Obama-linked group targeting Walker, Ryan's seat

MADISON, Wis. (AP) — A political group that evolved from former President Barack Obama's campaign operation announced Tuesday that its priorities include defeating Wisconsin Gov. Scott Walker, electing a Democrat to succeed House Speaker Paul Ryan and flipping control of the state Senate.

Organizing for Action listed those races among 27 congressional races it sees as critical to Democrats taking control of the House, state elections important for redistricting and ballot measures across the country.

The group had previously announced it was teaming up with the National Democratic Redistricting Committee, which is run by former Attorney General Eric Holder, to fight legislative gerrymandering during redistricting that will occur in 2021.

Holder's group has become a player in recent Wisconsin elections, spending on behalf of the winning liberal candidate in the spring Supreme Court race and for two Democratic candidates in special elections to be decided Tuesday.

Obama does not have any official role with the group, which grew out of his previous campaign operation, but it is led by former strategists and staff.

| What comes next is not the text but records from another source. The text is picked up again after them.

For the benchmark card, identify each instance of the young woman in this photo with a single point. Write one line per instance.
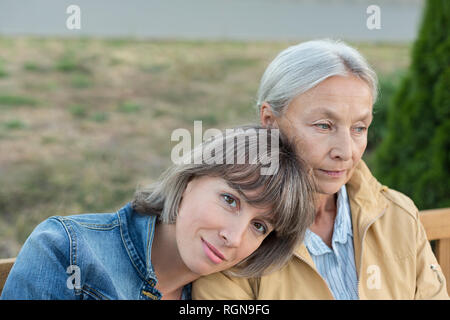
(201, 217)
(366, 241)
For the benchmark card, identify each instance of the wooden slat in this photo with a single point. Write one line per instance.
(5, 266)
(436, 223)
(443, 256)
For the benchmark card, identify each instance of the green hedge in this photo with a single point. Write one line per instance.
(414, 154)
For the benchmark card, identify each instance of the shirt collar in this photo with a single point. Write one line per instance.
(342, 227)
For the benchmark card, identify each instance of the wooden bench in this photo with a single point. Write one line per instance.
(436, 223)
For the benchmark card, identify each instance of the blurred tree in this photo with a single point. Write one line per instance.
(414, 157)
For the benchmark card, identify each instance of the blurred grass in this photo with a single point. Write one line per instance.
(106, 112)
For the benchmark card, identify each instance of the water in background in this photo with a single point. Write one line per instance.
(215, 19)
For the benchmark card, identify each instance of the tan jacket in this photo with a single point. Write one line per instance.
(393, 258)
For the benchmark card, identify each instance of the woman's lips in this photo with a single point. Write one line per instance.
(333, 173)
(213, 254)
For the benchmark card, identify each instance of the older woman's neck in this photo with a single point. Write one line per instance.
(325, 215)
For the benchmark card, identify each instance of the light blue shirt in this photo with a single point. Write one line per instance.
(337, 264)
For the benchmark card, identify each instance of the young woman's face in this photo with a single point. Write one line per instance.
(330, 122)
(215, 228)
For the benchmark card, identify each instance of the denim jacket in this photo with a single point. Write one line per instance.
(88, 256)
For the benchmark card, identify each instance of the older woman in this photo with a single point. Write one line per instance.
(367, 241)
(201, 217)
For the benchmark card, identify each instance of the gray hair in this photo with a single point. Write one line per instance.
(289, 192)
(301, 67)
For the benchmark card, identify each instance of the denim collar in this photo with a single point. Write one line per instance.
(342, 227)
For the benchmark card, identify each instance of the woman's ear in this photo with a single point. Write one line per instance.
(267, 116)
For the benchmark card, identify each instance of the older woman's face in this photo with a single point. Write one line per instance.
(330, 123)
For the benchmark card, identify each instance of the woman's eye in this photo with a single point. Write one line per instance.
(260, 227)
(230, 200)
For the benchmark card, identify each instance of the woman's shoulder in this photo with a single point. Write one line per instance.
(401, 202)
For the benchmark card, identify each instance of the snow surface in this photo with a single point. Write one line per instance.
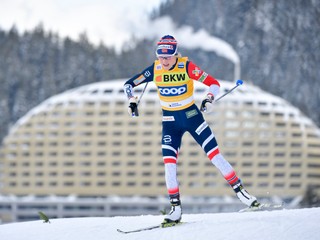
(295, 224)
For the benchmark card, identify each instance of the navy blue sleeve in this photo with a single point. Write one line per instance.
(145, 76)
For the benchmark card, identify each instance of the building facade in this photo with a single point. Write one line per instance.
(83, 142)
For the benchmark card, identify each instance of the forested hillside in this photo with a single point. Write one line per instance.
(277, 41)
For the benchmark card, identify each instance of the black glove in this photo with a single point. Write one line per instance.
(133, 107)
(209, 99)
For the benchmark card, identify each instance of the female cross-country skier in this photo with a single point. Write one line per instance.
(174, 75)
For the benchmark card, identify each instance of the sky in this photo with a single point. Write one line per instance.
(294, 224)
(109, 21)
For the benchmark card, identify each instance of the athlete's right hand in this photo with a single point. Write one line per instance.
(133, 107)
(206, 104)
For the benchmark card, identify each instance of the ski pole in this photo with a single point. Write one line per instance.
(144, 89)
(238, 83)
(135, 112)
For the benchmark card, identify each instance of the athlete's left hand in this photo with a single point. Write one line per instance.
(207, 103)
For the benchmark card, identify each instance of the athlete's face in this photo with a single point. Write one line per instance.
(167, 62)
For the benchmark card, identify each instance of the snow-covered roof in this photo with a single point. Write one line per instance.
(113, 91)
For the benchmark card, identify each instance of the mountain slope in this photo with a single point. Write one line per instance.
(283, 224)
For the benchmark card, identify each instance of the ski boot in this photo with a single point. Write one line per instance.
(244, 196)
(174, 216)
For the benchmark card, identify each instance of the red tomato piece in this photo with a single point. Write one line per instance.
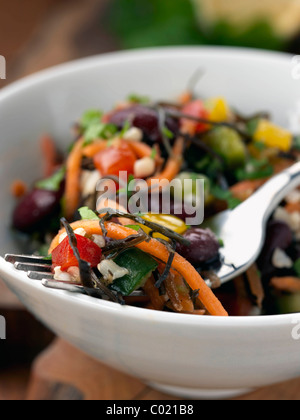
(194, 109)
(63, 256)
(116, 159)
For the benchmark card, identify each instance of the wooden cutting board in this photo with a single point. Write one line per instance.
(65, 373)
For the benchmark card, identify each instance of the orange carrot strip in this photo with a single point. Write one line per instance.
(158, 251)
(179, 293)
(92, 149)
(286, 284)
(72, 191)
(173, 165)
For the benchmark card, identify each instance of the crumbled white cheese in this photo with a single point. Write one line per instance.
(79, 232)
(291, 219)
(133, 134)
(61, 275)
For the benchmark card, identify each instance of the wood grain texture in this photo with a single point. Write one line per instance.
(63, 372)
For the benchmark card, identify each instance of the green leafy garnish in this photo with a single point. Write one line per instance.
(225, 195)
(89, 118)
(92, 128)
(126, 189)
(87, 214)
(296, 143)
(125, 128)
(134, 227)
(99, 131)
(52, 183)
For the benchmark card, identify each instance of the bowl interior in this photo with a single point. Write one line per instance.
(50, 102)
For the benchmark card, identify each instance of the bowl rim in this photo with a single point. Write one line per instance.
(82, 64)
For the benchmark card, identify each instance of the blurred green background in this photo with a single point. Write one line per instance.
(146, 23)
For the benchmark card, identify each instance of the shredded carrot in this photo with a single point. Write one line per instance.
(152, 292)
(72, 191)
(50, 155)
(179, 293)
(92, 149)
(173, 164)
(286, 284)
(18, 188)
(158, 251)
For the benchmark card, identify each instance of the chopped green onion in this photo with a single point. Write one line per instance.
(87, 214)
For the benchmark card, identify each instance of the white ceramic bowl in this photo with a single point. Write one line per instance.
(183, 354)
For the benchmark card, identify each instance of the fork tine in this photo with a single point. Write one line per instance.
(39, 275)
(63, 286)
(14, 258)
(32, 267)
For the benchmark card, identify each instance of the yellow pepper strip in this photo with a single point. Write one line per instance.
(171, 222)
(273, 136)
(218, 109)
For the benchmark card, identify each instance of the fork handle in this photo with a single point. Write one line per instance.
(264, 201)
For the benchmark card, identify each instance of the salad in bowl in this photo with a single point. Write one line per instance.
(157, 256)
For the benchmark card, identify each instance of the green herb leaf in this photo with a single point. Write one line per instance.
(135, 227)
(87, 214)
(52, 183)
(225, 195)
(99, 131)
(125, 128)
(296, 143)
(89, 118)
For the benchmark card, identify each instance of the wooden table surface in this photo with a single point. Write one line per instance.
(47, 33)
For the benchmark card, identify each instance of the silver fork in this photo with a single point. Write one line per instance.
(40, 269)
(243, 230)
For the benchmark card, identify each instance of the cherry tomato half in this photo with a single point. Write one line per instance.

The group is expected to deploy organizers and money to the races it is targeting across the country from North Carolina to California in the fall midterm. Walker immediately exploited the news to raise money, asking for donations in a Twitter message "to combat their out of state money and attacks."

"If Wisconsin is going to win the 21st century, build on our success and push back against these Far-Left groups, we need your help," Walker tweeted.

There are 10 Democrats on the Aug. 14 primary ballot angling for the chance to take on Walker in November. The Obama-linked group did not single out any of the Democratic candidates with its announcement, which focused instead on the goal of beating Walker.

In Ryan's district, there are six Republicans running to replace him led by University of Wisconsin System Regent and former Ryan aide Bryan Steil. Others include psychologist Brad Boivin, of Nashota; Paul Nehlen, a conservative from Delavan who ran to the right of Ryan and lost in the 2016 primary; former Green Beret and political newcomer Nick Polce, of Linn; Kevin Steen, an engineer from Burlington; and Jeremy Ryan, a liberal protester from Madison who got 6 percent of the vote when he ran against Ryan in 2014.

The Democratic candidates are union ironworker Randy Bryce, of Racine, and Janesville teacher and school board member Cathy Myers.

Republicans hold an 18-14 majority in the state Senate. The Senate, along with the state Assembly, has been under Republican control since 2011. They drew the political boundary maps that are now before the U.S. Supreme Court in a partisan gerrymandering case that could affect how redistricting is done across the country following the 2020 Census.

The Obama-linked group said on its website it would be easier for Democrats to win control of the state Senate than the Assembly, where Republicans currently have a 64-35 majority. The governor has veto power over the maps, something the group noted as part of its rationale for targeting Walker.

"We can't let him maintain that power," the group said.